If you know me in real life, especially if you have known me for a while, this next sentence will probably come as a shock: I barely watch television these days. Sure, R and I typically take in an episode or two of a cosy mystery of an evening, but since UK series have such laughably short runs, even when we find something new-new to watch (in recent weeks Seasons 2 of Death Valley and the Bergerac reboot), they don't even provide a week's distraction from reruns of Murder, She Wrote or the original Bergerac.

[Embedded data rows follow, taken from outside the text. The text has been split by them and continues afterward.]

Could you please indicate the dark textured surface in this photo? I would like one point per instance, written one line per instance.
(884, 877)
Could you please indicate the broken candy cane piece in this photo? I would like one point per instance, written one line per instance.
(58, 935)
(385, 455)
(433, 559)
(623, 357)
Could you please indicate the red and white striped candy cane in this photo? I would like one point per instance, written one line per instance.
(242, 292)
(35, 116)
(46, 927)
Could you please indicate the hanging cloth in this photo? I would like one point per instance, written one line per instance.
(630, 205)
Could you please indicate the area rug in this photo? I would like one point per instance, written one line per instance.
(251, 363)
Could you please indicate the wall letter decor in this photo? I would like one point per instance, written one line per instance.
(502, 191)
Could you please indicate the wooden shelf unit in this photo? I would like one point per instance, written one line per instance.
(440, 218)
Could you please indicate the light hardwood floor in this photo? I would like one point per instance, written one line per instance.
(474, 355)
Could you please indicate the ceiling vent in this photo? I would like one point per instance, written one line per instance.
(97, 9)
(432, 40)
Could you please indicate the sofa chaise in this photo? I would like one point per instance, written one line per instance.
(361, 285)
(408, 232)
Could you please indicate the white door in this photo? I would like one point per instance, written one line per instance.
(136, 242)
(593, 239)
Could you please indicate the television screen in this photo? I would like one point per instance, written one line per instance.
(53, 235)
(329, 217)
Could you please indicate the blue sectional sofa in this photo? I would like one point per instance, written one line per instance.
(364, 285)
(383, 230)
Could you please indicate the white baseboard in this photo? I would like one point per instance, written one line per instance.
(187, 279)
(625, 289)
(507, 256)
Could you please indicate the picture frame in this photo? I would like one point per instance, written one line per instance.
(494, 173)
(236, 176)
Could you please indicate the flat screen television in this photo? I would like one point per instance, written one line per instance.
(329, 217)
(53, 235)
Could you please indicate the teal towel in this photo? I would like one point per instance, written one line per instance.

Originally, I (unintentionally) weaned myself off television with YouTube. For several years I've watched at least an hour of YouTube a day--much more on weekends--and even I have to admit that it's mostly rubbish. I've watched tech YouTubers (all hail Mrwhosetheboss); Pokémon Go YouTubers (don't judge), almost all of whom have become worn-out husks before my very eyes after years making videos about XP-maxxing; craft YouTubers (my favorite one--who annoyed the crap out of me but whose work I spent dozens of hours of lockdown replicating--gave it up a while ago and now I just watch the occasional bookbinding video), studyTubers (I must've spent five times as long watching eager young things highlighting PDFs and eagerly setting up Notion databases for their reading notes than I have ever spent studying), PKMTubers (if you don't know what PKM stands for, there's no point my telling you who makes the best Obsidian videos), housework YouTubers (women who make videos of themselves making coffee, washing up, and watering their plants, somehow attracting hundreds of thousands of views--including me!), men's style YouTubers (every Sunday a new GDWM--that's "get dressed with me" for the uninitiated), productivityTubers, PhDTubers, journalerTubers, stationeryTubers, and recently economicsTubers. I hate the whole trend of "video podcasts," but that hasn't stopped me from spending several hours a week watching staffers at magazines like the Spectator, the New Statesman, and Private Eye taping their podcasts in front of a camera.
Obviously, I replaced one bad habit (watching too much pro television) with another bad habit (watching too much amateur television), so I tried to correct by re-connecting with my old obsession.
Reader, it didn't take! It was as if I'd developed a mild allergy to scripted TV. Could not make it through a full episode.